Acolhimento conta a história de uma menina (sem nome) que é deixada pelos pais ao cuidado de um outro casal, sem filhos, que vive numa quinta na zona rural da Irlanda. Os pais atravessam um período particularmente difícil em termos financeiros e a mãe está novamente grávida.
O ano não é especificado, mas as referências à greve de fome de membros do IRA detidos numa prisão na Irlanda do Norte, logo no início, à CEE e aos apoios aos agricultores irlandeses, levam a crer que a história se passa no início dos anos 80, numa Irlanda dividida que lutava para se manter de pé e acompanhar o resto da Europa.
Título: “Acolher”
Autor: Claire Keegan
Tradução: Marta Mendonça
Editora: Relógio D’Água
Páginas: 80
A menina é deixada pelo pai na casa do casal num dia quente de verão sem que lhe diga quando poderá regressar a casa. Com a nova família, a criança conhece uma abundância, cuidado e afeição que até então desconhecia. Passado o desconforto dos primeiros tempos, começa lentamente a florescer (e até dá “um pulo”) e a integrar-se no dia a dia na quinta e da família.

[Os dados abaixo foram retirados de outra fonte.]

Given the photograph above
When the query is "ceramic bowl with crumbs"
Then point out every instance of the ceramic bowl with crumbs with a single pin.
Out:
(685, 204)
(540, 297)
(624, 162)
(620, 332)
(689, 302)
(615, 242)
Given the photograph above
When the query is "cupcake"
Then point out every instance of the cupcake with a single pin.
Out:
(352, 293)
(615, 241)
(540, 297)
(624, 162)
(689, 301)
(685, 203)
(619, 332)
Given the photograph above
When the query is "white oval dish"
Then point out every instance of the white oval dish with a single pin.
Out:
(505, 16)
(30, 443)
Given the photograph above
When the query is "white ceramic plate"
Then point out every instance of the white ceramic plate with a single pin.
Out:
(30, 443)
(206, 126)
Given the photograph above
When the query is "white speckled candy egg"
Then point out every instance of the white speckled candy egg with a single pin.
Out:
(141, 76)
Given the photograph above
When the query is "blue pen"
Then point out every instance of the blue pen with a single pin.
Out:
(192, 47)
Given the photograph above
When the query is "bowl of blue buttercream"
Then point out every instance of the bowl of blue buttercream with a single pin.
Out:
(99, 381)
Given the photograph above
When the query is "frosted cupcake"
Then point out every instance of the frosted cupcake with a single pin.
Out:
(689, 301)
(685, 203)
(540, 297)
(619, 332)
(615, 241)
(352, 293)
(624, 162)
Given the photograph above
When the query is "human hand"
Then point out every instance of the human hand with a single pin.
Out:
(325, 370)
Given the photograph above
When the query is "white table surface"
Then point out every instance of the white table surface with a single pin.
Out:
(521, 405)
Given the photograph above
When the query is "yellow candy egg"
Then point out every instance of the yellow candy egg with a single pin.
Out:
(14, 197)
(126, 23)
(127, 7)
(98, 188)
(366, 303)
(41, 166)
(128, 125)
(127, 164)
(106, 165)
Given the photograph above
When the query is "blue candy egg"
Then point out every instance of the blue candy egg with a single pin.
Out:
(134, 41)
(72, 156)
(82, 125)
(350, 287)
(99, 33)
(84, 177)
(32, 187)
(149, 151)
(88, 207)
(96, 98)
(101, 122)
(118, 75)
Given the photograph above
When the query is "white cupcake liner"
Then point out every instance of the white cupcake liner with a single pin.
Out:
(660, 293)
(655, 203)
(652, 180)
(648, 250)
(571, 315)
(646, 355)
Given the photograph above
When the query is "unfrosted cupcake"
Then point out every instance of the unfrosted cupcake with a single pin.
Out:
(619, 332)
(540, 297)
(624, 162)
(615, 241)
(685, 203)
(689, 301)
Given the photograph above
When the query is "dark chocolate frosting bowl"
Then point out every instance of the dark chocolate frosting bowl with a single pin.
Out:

Tudo muda no dia do velório de um vizinho. A menina, deixada ao cuidado de uma vizinha para que os cuidadores possam prestar a sua homenagem ao falecido, descobre um segredo que lhe tinha sido ocultado e que explica o porquê de ter sido deixada naquela casa e não noutra. Alguns dias depois, uma carta da sua mãe anuncia que terá de regressar a casa, um espaço frio, em contraste com o lar acolhedor do casal que a recebeu. As irmãs olham para ela com desconfiança, como se fosse uma distante prima inglesa; o irmão mais novo chora; e a mãe olha-a de lado, convencida de que algo não está bem. O pai continua indiferente.
Quando o casal se levanta e parte, deixando-a de novo entregue à sua família, a menina percebe que algumas coisas podem, e devem. ser diferentes. E que a vida é muito mais complexa e que há alguns segredos que vale a pena serem mantidos.
A história simples de Acolher esconde uma reflexão sobre a fragilidade da vida e também sobre a história da Irlanda. Nos anos 80, a Irlanda ainda era um país predominantemente rural. Ainda a tentar afirmar-se enquanto país (a independência tinha sido declarada menos de 60 anos antes), vivia num grande atraso económico, que a colocava muito atrás dos restantes países europeus, uma situação que afetava sobretudo os mais desfavorecidos.
Num país ultra católico e ultra conservador, os métodos contracetivos ainda eram acessíveis a toda a gente (só seriam a partir de 1985) e era comum encontrar famílias numerosas que tinham dificuldades em sustentar-se, como a da menina do livro de Keegan. A sua história é a história da própria Irlanda (historicamente representada como uma mulher), ainda à procura do seu lugar no mundo maior que durante séculos lhe esteve vedado.
À semelhança do que fez de forma mais alargada em Pequenas Coisas Como Estas, Keegan desenvolveu em Acolher uma pequena história (e um texto belíssimo) para fazer pensar sobre as relações familiares e humanas, a vida, e a história complexa da Irlanda, que determina o destino das personagens.